The sad era of “nullification” erupted as a fight over tariffs in the 1830s. “Nullification” became a rallying cry for mostly Southern states to ignore laws and orders emanating out of the new capitol in Washington, D.C., solely if their elected officials made the arbitrary decision that they were unconstitutional. No courts involved, no highfalutin “judicial review” to worry about. No high regard for “separation of powers” yet. Governors and mayors could simply make the determination on constitutionality and the federal government could be ignored.
Nullification was later associated with Southern states defending the rights of mostly Southern states to keep slavery. After all, if tariffs could be passed to the detriment of the Southern states in favor of the manufacturing Northern states, what could prevent Congress and any president from passing laws and issuing edicts to abolish slavery overnight without any input from Southern states.
Democratic governors and mayors nationwide are applying much of the same attitude today as they defy orders issued to federal ICE officials to arrest and deport illegal immigrants because they deem it to be “unconstitutional.”
It is not hard to see how such individual state or local “nullification” of federal law can and will cause chaos and perhaps tear our still young and tender federal governance structure completely apart.
Imagine the chaos if 50 governors and 1,400 elected mayors choose to decide which laws and executive actions they will enforce each day as a state or local government executive. Why would we ever have national elections if state and local executives are just going to ignore the laws and policies with which they disagree on a whimsical daily basis?
State and local elected officials are not even taking the time to take their concerns to court to test the constitutionality of such orders coming out of Washington, D.C. It is like Democratic elected officials have assumed a judicial role for themselves on top of being elected executives for the people of their state to decide what is constitutional without the benefit of any review by an unelected judiciary.
These are dangerous political maneuvers and deserve to be scrutinized closely by the electorate in the 2026 midterms and the big election of 2028.
It is odd to see representatives of the Democratic Party advocate for the nullification or annihilation of any federal action at a moment’s notice. Wait until Republican mayors or governors return the favor once a Democrat returns to the White House and issues orders that are summarily ignored or “nullified.”
The Civil War should have answered the question of self-governance through our democratic republican system a century and a half ago. President Abraham Lincoln addressed it on Nov. 19, 1863, when he said these immortal words at Gettysburg, four months after the bloodiest battle ever on American soil:
“It is rather for us to be here dedicated to the great task remaining before us — that from these honored dead we take increased devotion to that cause for which they gave the last full measure of devotion — that we here highly resolve that these dead shall not have died in vain — that this nation, under God, shall have a new birth of freedom — and that government of the people, by the people, for the people, shall not perish from the earth.”
The government of, by and for the people was established long ago.

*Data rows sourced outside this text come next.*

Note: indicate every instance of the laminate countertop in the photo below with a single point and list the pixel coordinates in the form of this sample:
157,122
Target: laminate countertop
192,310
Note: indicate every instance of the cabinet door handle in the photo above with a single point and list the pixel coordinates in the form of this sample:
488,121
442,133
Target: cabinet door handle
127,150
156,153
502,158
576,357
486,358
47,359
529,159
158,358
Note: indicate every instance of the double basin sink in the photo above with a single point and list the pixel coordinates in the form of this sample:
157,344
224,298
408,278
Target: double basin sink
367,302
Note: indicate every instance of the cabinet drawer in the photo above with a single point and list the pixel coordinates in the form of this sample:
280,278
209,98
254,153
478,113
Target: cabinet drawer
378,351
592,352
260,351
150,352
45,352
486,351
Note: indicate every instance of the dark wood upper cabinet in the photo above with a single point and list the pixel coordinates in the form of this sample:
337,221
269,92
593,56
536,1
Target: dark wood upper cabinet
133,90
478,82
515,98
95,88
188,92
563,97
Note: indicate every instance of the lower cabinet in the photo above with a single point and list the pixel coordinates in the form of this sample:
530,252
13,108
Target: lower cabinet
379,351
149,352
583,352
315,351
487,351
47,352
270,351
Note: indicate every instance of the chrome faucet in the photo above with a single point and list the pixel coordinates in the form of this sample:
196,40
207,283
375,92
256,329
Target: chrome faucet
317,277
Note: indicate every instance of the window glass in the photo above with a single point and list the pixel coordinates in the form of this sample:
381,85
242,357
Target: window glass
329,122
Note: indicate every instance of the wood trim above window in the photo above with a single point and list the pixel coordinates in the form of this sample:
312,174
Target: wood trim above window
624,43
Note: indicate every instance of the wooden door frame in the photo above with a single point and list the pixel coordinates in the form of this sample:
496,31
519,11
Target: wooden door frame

The rules and primacy of our democratically elected representative legislative game were enshrined in the Constitution and cemented by more than 200 years of lawmaking and precedent-setting by subsequent presidents, Congress and Supreme Court decisions. At no point along the way have the American people given the right to individual executives or lawmakers to ignore existing law at the time.
People who disagree with current law or implementation have every right to petition government to change it — on top of their opportunity to run for office and change it from within the system after receiving the majority of votes to do so.
However, individual elected officials making unilateral decisions to ignore existing law or enforcement is one dangerous way to undercut the spirit of government of, by and for the people dream of which Lincoln spoke so eloquently. These were not just words of poetry. They are foundational principles of how we are to live together in peace.